Entre eles estão membros do clã Talai, que recentemente renovaram seus apelos para que o governo britânico devolva o crânio de seu líder, Koitalel arap Samoei. Ele liderou a resistência da comunidade Nandi ao assentamento colonial, interrompendo os planos de ocupação das terras altas do Vale do Rift por mais de uma década. Eventualmente, ele foi atraído para uma reunião de paz onde foi morto em 1905.
Muite argumenta que reconhecer “aqueles que foram mortos, aqueles que prestaram serviços, incluindo refeições aos combatentes do Mau Mau, e aqueles que foram vítimas de estupro, e fornecer-lhes alguma compensação” ajudaria a trazer um encerramento.
A historiadora Caroline Elkins diz que o anúncio esperado pelo monarca será “um momento extraordinário”, mas acrescenta que o correto seria “insistir em investigações adequadas, realizadas pelo governo, para alterar livros de história, modificar museus no Reino Unido e fornecer financiamento ao Quênia para estabelecer seus próprios museus e artefatos culturais”.
Ela diz que as atrocidades cometidas durante o estado de emergência – declarado pelo governo colonial em outubro de 1952 em resposta à revolta Mau Mau – foram feitas em nome da monarca. A Rainha Elizabeth 2ª ascendeu ao trono apenas oito meses antes, enquanto visitava o Quênia central, onde a rebelião estava se formando.
“Foi Sua Majestade a Rainha cuja imagem pendurava nos campos de detenção e, enquanto eram torturados e forçados a trabalhar, eles tinham que cantar Deus Salve a Rainha.”

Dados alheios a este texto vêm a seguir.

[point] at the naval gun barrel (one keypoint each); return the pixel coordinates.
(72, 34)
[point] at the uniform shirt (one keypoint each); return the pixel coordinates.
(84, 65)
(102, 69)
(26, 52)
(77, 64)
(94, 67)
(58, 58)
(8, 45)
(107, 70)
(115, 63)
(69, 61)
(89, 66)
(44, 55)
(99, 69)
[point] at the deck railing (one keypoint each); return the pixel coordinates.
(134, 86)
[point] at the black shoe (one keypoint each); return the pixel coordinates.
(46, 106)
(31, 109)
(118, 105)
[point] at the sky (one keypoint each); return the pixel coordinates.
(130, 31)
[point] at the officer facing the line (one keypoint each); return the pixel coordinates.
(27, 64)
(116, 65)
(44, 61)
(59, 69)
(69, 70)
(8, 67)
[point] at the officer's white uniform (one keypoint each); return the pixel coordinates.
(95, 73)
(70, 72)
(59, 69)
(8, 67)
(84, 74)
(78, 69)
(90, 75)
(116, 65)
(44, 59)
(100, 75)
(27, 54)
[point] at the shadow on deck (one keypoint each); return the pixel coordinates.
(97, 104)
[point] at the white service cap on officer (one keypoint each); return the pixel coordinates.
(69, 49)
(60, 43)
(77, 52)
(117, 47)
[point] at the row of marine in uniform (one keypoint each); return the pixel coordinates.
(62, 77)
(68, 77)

Os ataques do Mau Mau podiam ser brutais e muitas vezes ocorriam à noite. Imagens de Michael Ruck, de seis anos, esquartejado juntamente com seus pais e um ajudante da fazenda, e seus ursinhos de pelúcia ensanguentados, foram publicadas em jornais no exterior e não despertaram simpatia pelos combatentes.
O governo colonial usou sua força aérea e forças terrestres, incluindo muitos quenianos – conhecidos como guardas locais – para realizar uma repressão brutal contra o Mau Mau.

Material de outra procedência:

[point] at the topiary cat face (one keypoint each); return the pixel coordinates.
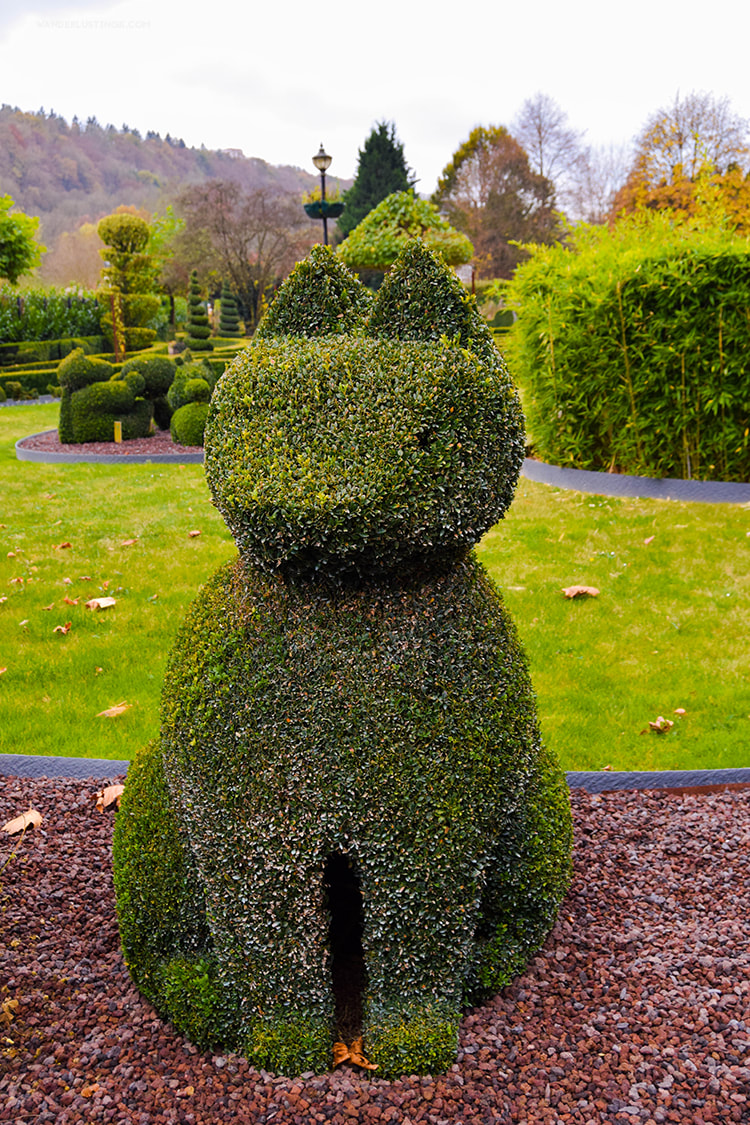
(346, 456)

Elkins estima que até 320 mil pessoas foram internadas em campos de detenção ou concentração. Relatos indicam que prisioneiros foram castrados, açoitados até a morte e até mesmo incendiados.
Mais de mil pessoas foram executadas por enforcamento durante o período de emergência. O número total de mortes é estimado em milhares. Historiadores descreveram as operações para sufocar a revolta como o conflito pós-guerra mais sangrento em que o Reino Unido esteve envolvido no último século.

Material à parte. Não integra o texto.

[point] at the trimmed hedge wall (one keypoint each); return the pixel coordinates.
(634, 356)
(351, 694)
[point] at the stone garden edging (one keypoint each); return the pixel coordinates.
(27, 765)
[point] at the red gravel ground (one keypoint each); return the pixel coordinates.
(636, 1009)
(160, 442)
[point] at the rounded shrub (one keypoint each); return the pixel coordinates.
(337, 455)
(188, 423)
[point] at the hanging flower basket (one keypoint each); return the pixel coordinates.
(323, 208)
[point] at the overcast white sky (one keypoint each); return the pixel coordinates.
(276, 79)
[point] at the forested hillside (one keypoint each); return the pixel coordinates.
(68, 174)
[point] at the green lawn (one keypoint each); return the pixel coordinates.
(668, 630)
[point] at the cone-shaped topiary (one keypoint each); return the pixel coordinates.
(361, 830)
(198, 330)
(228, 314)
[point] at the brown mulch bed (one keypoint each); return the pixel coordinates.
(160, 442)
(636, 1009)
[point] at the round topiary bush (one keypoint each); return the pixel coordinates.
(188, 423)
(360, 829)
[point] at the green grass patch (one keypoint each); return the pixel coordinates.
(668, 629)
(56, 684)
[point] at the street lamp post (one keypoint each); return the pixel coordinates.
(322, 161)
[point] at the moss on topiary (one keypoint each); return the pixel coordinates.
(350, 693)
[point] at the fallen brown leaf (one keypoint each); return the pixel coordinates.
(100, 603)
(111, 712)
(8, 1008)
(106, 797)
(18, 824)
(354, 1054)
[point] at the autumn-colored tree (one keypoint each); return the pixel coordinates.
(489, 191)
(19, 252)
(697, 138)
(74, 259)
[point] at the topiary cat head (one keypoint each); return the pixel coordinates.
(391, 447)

“Não tínhamos casas para morar”, diz a veterana Agnes Muthoni sobre as condições na floresta durante o período de emergência. “Havia hienas, fome e chuva.”
Hoje, ela vive em uma casa de telhado azul feita de chapas de ferro onduladas e madeira, que se sobressai sobre as colinas verdes ondulantes da cordilheira de Aberdare.
A vasta e fértil terra que se estende pelo Quênia central até o Vale do Rift era conhecida como as “Terras Altas Brancas”. Quase toda ela era exclusivamente de propriedade de fazendeiros colonos. Os habitantes locais, como a senhora Muthoni, foram empurrados para as margens para abrir caminho para que fazendeiros europeus ocupassem as melhores terras.
Após a independência, grande parte dessas terras foi para os guardas locais, já que o Mau Mau continuava a ser considerado uma organização terrorista.
Mas a senhora Muthoni está pronta para deixar o passado para trás. “Não guardamos ressentimentos em nossos corações, porque o passado já se foi”, diz ela. “Os seres humanos se perdoam e continuam a viver juntos, mas eu gostaria de receber terras.”